Keyphrase: Classic Korean Ssoondae
Experience the bold flavors of Korea with this authentic Classic Korean Ssoondae recipe. Ssoondae, or Korean blood sausage, is a beloved street food made with sweet potato noodles, pork, and aromatic seasonings, all stuffed into natural casings. Serve it warm with salt and chili powder, or pair it with spicy tteokbokki for a true taste of Seoul’s street markets.
Ingredients
- 1 pound Korean sweet potato noodles (dangmyeon)
- 1 pound pork or beef intestines, thoroughly cleaned
- 1/2 pound pork shoulder or pork belly, finely chopped
- 1/2 cup pork blood (can substitute with beef blood, available at Asian markets)
- 1/2 cup cooked short-grain rice
- 1/2 cup Asian chives or green onions, chopped
- 2 cloves garlic, minced
- 1 tablespoon sesame oil
- 1 tablespoon toasted sesame seeds
- 1 teaspoon salt
- 1/2 teaspoon ground black pepper
- Optional: 1/4 cup perilla leaves, chopped
Instructions
- Prepare the Noodles: Boil the sweet potato noodles according to package instructions.
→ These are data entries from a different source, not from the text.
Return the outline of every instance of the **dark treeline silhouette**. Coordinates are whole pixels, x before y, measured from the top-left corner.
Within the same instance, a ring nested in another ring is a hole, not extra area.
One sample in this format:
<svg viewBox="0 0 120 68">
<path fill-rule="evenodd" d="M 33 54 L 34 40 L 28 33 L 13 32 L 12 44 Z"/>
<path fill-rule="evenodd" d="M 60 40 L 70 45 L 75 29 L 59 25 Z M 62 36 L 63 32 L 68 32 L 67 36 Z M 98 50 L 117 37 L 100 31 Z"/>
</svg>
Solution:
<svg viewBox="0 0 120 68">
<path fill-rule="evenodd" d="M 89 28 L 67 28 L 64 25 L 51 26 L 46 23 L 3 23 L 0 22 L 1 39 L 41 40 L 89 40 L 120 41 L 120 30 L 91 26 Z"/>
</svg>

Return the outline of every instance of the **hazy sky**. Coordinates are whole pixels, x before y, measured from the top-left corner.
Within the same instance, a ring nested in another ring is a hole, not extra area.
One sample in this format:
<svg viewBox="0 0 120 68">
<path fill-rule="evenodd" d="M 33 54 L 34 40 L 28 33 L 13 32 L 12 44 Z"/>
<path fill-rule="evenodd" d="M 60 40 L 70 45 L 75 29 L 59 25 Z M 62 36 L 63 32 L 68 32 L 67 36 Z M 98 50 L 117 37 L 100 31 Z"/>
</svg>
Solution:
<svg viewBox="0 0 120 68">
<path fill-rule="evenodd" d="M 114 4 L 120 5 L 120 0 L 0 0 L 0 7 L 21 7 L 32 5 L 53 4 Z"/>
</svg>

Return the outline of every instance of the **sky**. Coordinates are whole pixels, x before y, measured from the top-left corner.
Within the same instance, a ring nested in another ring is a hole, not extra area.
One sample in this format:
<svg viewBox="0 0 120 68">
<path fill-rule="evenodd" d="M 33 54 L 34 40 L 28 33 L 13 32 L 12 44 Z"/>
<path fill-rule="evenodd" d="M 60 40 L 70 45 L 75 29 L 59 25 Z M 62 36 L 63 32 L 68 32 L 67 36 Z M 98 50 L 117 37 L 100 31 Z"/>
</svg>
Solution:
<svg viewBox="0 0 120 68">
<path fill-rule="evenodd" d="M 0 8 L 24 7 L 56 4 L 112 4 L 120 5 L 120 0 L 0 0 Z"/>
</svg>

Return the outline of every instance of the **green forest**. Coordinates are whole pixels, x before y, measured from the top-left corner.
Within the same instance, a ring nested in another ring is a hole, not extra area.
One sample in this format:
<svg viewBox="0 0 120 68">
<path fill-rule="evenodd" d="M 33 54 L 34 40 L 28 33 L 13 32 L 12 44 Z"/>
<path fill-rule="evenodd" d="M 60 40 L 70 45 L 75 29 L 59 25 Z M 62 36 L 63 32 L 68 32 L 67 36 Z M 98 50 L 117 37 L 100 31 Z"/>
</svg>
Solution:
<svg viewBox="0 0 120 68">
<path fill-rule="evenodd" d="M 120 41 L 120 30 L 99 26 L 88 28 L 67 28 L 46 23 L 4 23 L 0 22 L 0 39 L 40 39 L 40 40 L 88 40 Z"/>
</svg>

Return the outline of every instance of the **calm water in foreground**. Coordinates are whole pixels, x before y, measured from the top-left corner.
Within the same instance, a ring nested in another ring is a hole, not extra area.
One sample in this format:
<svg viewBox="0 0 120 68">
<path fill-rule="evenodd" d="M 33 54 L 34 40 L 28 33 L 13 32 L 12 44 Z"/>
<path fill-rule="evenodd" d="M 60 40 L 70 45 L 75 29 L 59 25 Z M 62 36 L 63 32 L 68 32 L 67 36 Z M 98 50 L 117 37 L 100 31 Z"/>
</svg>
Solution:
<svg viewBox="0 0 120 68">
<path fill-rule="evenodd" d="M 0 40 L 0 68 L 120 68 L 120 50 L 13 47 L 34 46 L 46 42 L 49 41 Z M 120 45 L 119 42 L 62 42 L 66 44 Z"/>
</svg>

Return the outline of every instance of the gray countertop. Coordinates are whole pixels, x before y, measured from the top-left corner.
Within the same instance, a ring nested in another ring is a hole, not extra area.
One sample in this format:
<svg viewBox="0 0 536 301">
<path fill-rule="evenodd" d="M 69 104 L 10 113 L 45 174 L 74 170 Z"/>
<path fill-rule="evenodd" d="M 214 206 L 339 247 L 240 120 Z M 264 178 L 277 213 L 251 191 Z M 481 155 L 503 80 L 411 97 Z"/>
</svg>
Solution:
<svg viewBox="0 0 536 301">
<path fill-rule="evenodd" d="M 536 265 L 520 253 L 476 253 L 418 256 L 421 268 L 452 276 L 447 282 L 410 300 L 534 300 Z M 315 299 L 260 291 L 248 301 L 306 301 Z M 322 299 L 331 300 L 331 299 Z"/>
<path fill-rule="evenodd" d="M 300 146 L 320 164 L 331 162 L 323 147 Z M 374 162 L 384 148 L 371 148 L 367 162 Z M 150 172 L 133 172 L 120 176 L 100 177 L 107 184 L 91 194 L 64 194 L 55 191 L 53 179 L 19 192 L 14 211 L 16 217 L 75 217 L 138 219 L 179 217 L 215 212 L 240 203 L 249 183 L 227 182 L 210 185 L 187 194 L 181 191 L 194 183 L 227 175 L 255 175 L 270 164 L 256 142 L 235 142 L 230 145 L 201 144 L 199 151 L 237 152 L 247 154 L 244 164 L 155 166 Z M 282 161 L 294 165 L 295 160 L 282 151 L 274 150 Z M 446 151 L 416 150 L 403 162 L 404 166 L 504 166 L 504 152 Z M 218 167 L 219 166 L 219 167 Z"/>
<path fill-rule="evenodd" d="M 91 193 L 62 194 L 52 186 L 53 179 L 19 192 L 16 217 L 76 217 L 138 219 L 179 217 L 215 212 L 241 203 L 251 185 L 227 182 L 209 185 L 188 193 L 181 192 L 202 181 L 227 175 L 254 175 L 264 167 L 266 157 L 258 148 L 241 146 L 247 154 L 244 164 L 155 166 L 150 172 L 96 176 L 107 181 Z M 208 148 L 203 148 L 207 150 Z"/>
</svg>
Drain and cut into 2-inch pieces.
- Mix the Filling: In a large bowl, combine the cooked noodles, chopped pork, pork blood, cooked rice, chives (or green onions), garlic, sesame oil, sesame seeds, salt, pepper, and perilla leaves if using. Mix well until evenly combined.
- Stuff the Intestines: Tie one end of each intestine with kitchen twine. Using a funnel or your hands, gently stuff the filling into the intestines, being careful not to overfill (leave some room for expansion). Tie the other end securely.
- Cook the Ssoondae: Bring a large pot of water to a gentle simmer (not a rolling boil). Add the stuffed intestines and simmer for 40–45 minutes, or until firm and cooked through. Skim off any foam that rises to the top.
- Cool and Slice: Remove the ssoondae from the pot and let cool slightly. Slice into 1/2-inch thick pieces.
- Serve: Serve warm with a side of salt mixed with chili powder, or with a dipping sauce of your choice. Ssoondae is often enjoyed with tteokbokki!
Tips
- If you can’t find pork blood, you can omit it, but the flavor and color will be different.
- Clean the intestines thoroughly with salt and flour, then rinse well.
- Ssoondae is best eaten fresh but can be reheated by steaming.
FAQ
Q: Can I use sausage casings instead of intestines?
A: Yes, but the flavor will be slightly different.
Q: Where can I find pork blood?
A: Asian grocery stores often carry it in the freezer or refrigerated section.
Looking for the perfect pairing? Try it with Classic Tteokbokki!